Reducing Data Volume

Edge workers can discard noise and compress payloads before data leaves a site. The actions below mirror the Hotrod guidance but use Lyft Data’s DSL and runtime semantics so remote jobs can keep bandwidth and licensing costs in check.

Drop events early

Use the filter action to keep only events that match fixed patterns or Lua conditions. Multiple filters can be chained—one to match fields, another to gate by a numeric threshold.

actions:
- filter:
field-pattern-pairs:
- severity: 'high'
- source: '^GAUTENG-'
- filter:
condition: speed > 1

If you only want specific keys to survive, switch the filter into schema mode so that any other fields are dropped in-place:

actions:
- filter:
schema:
- source
- destination
- sent_kilobytes_per_sec

Combine this with the remove and rename actions to strip temporary fields or shorten key names before handing events to the next hop.

Forward only changes

The stream action keeps a running value and emits deltas.
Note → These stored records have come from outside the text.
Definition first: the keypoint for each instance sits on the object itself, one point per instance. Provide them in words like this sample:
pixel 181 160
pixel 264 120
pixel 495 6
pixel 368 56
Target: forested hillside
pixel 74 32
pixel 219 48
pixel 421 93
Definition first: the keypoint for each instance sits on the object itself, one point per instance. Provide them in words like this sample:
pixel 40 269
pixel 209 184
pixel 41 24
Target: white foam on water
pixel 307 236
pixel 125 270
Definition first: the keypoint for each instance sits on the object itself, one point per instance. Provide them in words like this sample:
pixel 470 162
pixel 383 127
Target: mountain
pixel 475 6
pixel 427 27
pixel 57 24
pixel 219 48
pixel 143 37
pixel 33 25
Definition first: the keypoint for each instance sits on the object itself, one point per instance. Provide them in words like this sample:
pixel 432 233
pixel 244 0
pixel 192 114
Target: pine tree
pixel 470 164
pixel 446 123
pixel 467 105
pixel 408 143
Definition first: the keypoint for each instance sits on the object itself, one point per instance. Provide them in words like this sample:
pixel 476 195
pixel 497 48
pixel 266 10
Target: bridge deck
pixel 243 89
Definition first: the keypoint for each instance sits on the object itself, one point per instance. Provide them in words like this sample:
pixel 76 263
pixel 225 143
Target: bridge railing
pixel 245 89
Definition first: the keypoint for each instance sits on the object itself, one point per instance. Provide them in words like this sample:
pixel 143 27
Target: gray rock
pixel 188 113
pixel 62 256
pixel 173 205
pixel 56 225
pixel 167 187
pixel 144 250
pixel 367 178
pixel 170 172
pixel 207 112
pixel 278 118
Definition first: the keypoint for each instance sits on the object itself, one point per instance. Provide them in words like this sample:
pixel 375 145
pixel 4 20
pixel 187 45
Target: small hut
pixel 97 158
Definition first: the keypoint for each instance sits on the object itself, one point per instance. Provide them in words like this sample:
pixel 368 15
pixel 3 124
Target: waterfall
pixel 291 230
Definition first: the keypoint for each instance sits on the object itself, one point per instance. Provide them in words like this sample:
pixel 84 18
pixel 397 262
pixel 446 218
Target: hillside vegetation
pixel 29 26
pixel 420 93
Set only-changes so that identical samples disappear, and Lyft Data will also include an elapsed time field for context.

actions:
- stream:
delta: true
watch: throughput
only-changes: true
output-field: delta
elapsed-field: elapsed_ms
- filter:
condition: delta != 0

This pattern is ideal for forwarding counters or gauges that rarely change but must be monitored continuously.

Trim payload fields

After filtering, remove drops helper keys (optionally via regular expressions) and rename shortens long field names so JSON payloads shrink on the wire:

actions:
- remove:
fields: ["_raw", "debug"]
- rename:
key-value-pairs:
- source=s
- destination=d
- sent_kilobytes_per_sec=sent

Compact payloads for transport

To squeeze multi-field events into a single blob, collapse can emit CSV, key/value, or array formats. The header helpers keep schema information alongside the payload so the pipeline can inflate it later.

actions:
- collapse:
output-field: payload_csv
csv:
header-field: payload_header
header-field-types: true
header-field-on-change: true

On the receiving job—often a central collector—expand reverses the process by reading the header field and rebuilding the original event. The remove flag drops the intermediate CSV fields once reconstruction succeeds, and you can move additional enrichments to that downstream pipe so edge jobs stay lean.

actions:
- expand:
input-field: payload_csv
remove: true
csv:
header-field: payload_header
header-field-types: true

With these pieces, edge workers can minimize bandwidth and storage costs while still delivering complete records to the central collector.